WILD COMBINATION: A PORTRAIT OF ARTHUR RUSSELL
(Wild Combination: A Portrait of Arthur Russell is now available on DVD through Plexifilm. Visit the film’s official website to watch a teaser trailer. Buy it at Amazon.)
Matt Wolf’s Wild Combination: A Portrait of Arthur Russell isn’t your typical documentary experience. For Wolf doesn’t just tell the life story of the immensely gifted Russell. He resurrects him. Using Russell’s own music, chilling archival footage, interviews with friends and family members, and atmospheric photography, Wolf’s film reflects the same ethereal spirit that made Russell’s beautifully haunted voice so unforgettable. When Russell sang, it was as if, in some inexplicable way, he was singing from the grave. In Wild Combination, it’s as if he’s speaking from it.
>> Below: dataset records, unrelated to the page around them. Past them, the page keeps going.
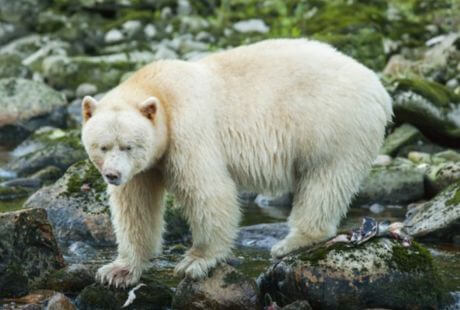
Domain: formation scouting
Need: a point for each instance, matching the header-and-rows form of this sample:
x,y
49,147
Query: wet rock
x,y
261,236
77,206
442,175
11,66
102,71
429,106
399,182
225,288
151,295
27,105
69,280
60,302
378,274
403,135
28,250
47,147
437,218
13,192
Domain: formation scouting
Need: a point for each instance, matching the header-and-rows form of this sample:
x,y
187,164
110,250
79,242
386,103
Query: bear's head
x,y
123,139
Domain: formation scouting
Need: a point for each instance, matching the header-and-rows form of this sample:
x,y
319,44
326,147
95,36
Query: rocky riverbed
x,y
55,228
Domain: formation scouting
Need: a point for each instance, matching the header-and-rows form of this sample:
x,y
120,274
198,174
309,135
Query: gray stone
x,y
225,288
27,105
28,250
399,182
439,217
400,137
47,147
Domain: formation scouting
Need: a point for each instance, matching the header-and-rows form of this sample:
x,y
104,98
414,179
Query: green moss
x,y
434,92
455,200
90,176
233,277
415,258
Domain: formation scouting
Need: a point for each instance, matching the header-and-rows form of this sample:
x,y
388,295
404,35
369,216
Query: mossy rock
x,y
399,182
28,250
377,274
403,135
48,147
224,289
152,295
70,280
437,218
429,106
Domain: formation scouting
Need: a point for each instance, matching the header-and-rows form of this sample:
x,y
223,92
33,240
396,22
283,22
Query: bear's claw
x,y
118,275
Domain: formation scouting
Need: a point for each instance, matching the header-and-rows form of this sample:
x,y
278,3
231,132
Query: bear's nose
x,y
112,176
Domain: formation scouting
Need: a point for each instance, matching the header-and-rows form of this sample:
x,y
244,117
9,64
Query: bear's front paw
x,y
118,274
194,267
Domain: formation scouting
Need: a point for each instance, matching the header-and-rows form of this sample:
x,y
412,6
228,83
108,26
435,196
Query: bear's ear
x,y
88,105
149,107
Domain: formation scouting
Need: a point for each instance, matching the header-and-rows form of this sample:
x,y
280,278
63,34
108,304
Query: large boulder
x,y
47,147
377,274
224,289
429,106
401,181
27,105
28,250
77,206
149,294
439,217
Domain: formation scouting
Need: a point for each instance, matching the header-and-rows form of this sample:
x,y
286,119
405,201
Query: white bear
x,y
272,117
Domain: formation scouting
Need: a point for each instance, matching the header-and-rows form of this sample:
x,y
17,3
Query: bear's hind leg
x,y
321,200
213,219
137,216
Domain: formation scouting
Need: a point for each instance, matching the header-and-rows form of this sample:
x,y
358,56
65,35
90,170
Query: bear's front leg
x,y
213,215
137,216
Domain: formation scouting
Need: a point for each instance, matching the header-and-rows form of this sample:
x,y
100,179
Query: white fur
x,y
272,117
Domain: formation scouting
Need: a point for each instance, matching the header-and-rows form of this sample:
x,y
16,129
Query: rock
x,y
399,182
225,288
85,89
151,295
442,175
27,105
22,11
437,218
28,250
251,25
13,193
47,147
378,274
69,280
261,236
113,36
102,71
60,302
382,160
150,31
77,206
429,106
403,135
11,66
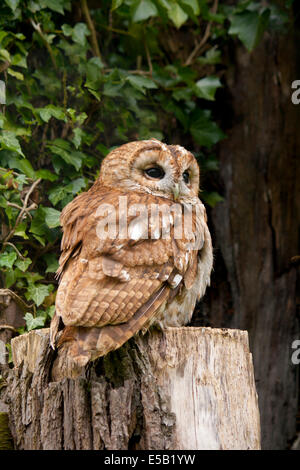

One need not be familiar with Arthur Russell to be moved by Wolf’s absorbing portrait. In some ways, a lack of prior knowledge or context makes Wild Combination an even greater revelation. It’s enough to read about a deceased artist who broke new ground and created a lasting canon of work that you’ve yet to discover. But to feel like you were there with him as he created it is another thing entirely. It will be hard to listen to Russell’s music from this point forth and not think of the imagery in this film: the rolling Iowa cornfields, the performance clips, the still photos with slow zooms into the wounded expression on Russell’s acne-scarred face.
Wolf and his editor, Lance Edmands, were faced with a difficult task in documenting Russell’s many wide-ranging musical outlets without having their film fall apart, for in the 1970s and early 1980s, Arthur Russell was the New York City music scene’s own personal Zelig. Not only did he produce a constant flood of music, he also worked in a staggering array of styles. With an acoustic guitar, he wrote somber folk songs. At the experimental downtown art space The Kitchen, he played avant-garde music with an echo-drenched cello. With former Modern Lovers member Ernie Brooks, he made more straightforward rock music. Under various pseudonyms (Dinosaur L, Indian Ocean), he created popular disco music and helped to found Sleeping Bag Records. What connected these outlets was Russell’s commitment to bringing a melodic clarity to whatever music he was making. Through fluid editing, Wolf and Edmand meld these fractured pieces together in the same way that Russell kept them unified through his precise musical vision.
By simply telling Russell’s story, Wolf has produced an important cultural document of one of New York City’s most vibrant, influential eras in music. He accomplishes this by mixing present-day recreations shot on grainy celluloid with low-resolution archival video footage of rare Russell performances. But that’s just the cultural document part of the equation. Throughout the film, Wolf incorporates poetic, experimental interludes that further convey the evocative nature of Russell’s music. He also has contemporaries such as Allen Ginsberg and Philip Glass recount details of Arthur’s life and discuss what made him so special.
Ultimately, it is the touching interviews with Russell’s devoted lover, Tom Lee, and his admiring parents that add an even deeper emotional layer to the film. Fifteen years after his premature death from AIDS, those closest to Russell still speak of him with fragility, as if he passed only weeks prior. Fortunately, they have his music to preserve his memory, as do we. With that soft, celestial voice, as alive as it ever was, as dead as it will always be, Arthur Russell will never be gone.